Choose from nature walks, rugged hikes, and summit ascents––or do them all––in the two districts of Saguaro National Park.
Tucson, Arizona is known for year-round sun and stunning desert landscapes. A classic Tucson scene is a blooming cactus garden with a green mountain backdrop––often recreated in urban planters, but found naturally by venturing just outside the city. The desert is alive with hundreds of species of cacti and other desert plants, with the giant saguaro as its most charismatic resident. Their prime habitat is rocky foothills cradling the valley, where they’re bathed in sunshine and watered only occasionally by rain showers. Saguaro National Park protects much of this Sonoran Desert environment and adds many miles of trails for human enjoyment.
The national park has two separate districts, bookending the city to the west and east. The Tucson Mountain District (West) encompasses a cluster of craggy, saguaro-studded peaks that jut up from flatter surroundings. The Rincon Mountain District (East) spans the valley floor to the crest of a mountain range, with cactus forest at the lowest elevations and coniferous forest at the highest.

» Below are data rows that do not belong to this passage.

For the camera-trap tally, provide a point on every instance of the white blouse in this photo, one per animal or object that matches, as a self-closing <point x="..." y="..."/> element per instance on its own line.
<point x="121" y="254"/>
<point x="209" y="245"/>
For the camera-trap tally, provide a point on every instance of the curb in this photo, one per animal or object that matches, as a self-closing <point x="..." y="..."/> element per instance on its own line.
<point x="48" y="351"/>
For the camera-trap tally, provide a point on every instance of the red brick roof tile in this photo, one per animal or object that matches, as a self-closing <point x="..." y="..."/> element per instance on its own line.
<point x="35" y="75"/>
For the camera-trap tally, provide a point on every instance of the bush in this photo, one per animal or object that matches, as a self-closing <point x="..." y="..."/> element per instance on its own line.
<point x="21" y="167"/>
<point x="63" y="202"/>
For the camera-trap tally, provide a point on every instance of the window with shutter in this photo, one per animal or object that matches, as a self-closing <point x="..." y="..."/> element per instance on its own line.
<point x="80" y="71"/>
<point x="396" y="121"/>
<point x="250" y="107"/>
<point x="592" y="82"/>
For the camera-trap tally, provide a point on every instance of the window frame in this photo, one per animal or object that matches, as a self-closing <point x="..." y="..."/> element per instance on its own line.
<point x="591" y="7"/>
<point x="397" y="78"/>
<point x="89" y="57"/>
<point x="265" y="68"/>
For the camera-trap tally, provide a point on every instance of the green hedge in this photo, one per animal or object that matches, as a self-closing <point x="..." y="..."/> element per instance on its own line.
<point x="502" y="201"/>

You’ll find unique experiences in each of the districts. They each have their own main entrance and visitor center, as well as a scenic loop drive and several trailheads. In either district, you can enjoy short walks among lush cacti at the however elevations, like Loma Verde Loop in the east or Valley View in the west. You can look for wildlife like lizards, coyote, javelina, and migratory birds. You can find traces of human history, such as indigenous symbols at Signal Hill, mining ruins like Gould Mine, or ranching relics like Garwood Dam.
In the Tucson Mountains of Saguaro West, you can day hike to the summit of Wasson Peak, or to more modest viewpoints on the Hugh Norris Trail. The Rincon Mountains of Saguaro East are of much greater scale, however, and hiking to any highpoint like Tanque Verde Peak is a committing endeavor. There are more attainable vistas, however, on foothill trails like Douglas Spring, where you may even see ephemeral waterfalls. To choose which district to visit, review these hikes and see what stands out the most. Ideally, you won’t have to choose, however, and can split your time between the two, experiencing the best of both worlds.
Hiking in Saguaro National Park can be enjoyed year-round, but warmer months require planning for the heat. Early morning is the best time, before temperatures have the chance to hit triple digits. The cooler months bring comfortable hiking temperatures nearly any time of day, but the best season for hiking is undoubtedly the spring, when desert flowers bloom. Most blossoms erupt in early spring, while the saguaros wait until mid to late spring to don their flower crowns. Any time of year is enjoyable, though, if you anticipate conditions and plan accordingly.